Hi there,
I estimated the density for a variable of interest using the kde()
function from KernelDensity.jl
package. Is there not a built-in/efficient function that samples from this estimated density?
Thanks a lot!
Hi there,
I estimated the density for a variable of interest using the kde()
function from KernelDensity.jl
package. Is there not a built-in/efficient function that samples from this estimated density?
Thanks a lot!
This is really straightforward to do if one has a copy of the data, the bandwidth, and the kernel, since a KDE is just a uniformly weighted mixture whose components are the kernel centered on each data point, but the object returned by kde
stores none of these. See e.g. Make KDE a distribution and implement other Distributions method · Issue #58 · JuliaStats/KernelDensity.jl · GitHub
Thanks for the reply. I’ve been through the comments but I still do not see how this is really straightforward.

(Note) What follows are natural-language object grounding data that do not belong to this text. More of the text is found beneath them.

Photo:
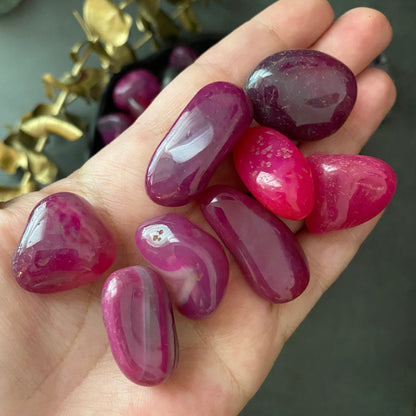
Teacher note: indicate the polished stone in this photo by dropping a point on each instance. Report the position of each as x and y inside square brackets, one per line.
[205, 132]
[275, 172]
[192, 263]
[139, 321]
[349, 190]
[304, 94]
[267, 252]
[65, 245]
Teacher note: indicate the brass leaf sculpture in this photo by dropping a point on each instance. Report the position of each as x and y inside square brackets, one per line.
[107, 28]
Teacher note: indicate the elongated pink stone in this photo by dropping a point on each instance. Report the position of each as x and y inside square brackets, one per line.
[201, 137]
[304, 94]
[349, 190]
[192, 263]
[139, 321]
[266, 251]
[275, 172]
[64, 245]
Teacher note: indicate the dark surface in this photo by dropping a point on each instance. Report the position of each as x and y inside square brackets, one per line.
[355, 353]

Maybe its just that I am very unexperienced.
Here’s a minimal demo:
using Distributions: Distributions
using KernelDensity: KernelDensity
# Like KernelDensity.UnivariateKDE, but store also the data and (kernel) distribution we need to build a Distributions-like object.
struct UnivariateKDE{
D<:AbstractVector{<:Real},
R<:KernelDensity.UnivariateKDE,
K<:Distributions.UnivariateDistribution,
}
data::D
dist::K
kde::R
end
function kde(
data::AbstractVector{<:Real};
bandwidth=KernelDensity.default_bandwidth(data),
kernel=Normal,
kwargs...
)
dist = KernelDensity.kernel_dist(kernel, bandwidth)
k = KernelDensity.kde(data, dist; kwargs...)
return UnivariateKDE(data, dist, k)
end
# A KDE is just a uniform mixture of the kernel shifted to each data point
function Base.convert(::Type{<:Distributions.Distribution}, kde::UnivariateKDE)
components = map(kde.data) do x
return x + kde.dist
end
return Distributions.MixtureModel(components)
end
using Distributions, StatsPlots
dist = MixtureModel([Normal(0, 1), Normal(3, 3)])
data = rand(dist, 1_000)
k = kde(data)
kde_dist = convert(Distributions.Distribution, k)
p = plot(dist; components=false, label="true dist", lw=2)
plot!(k.kde; label="KDE.jl dist", lw=2)
plot!(kde_dist; components=false, label="KDE mixture", lw=1)
density!(rand(kde_dist, 100_000), lw=2, label="KDE mixture rand")
Thanks a lot!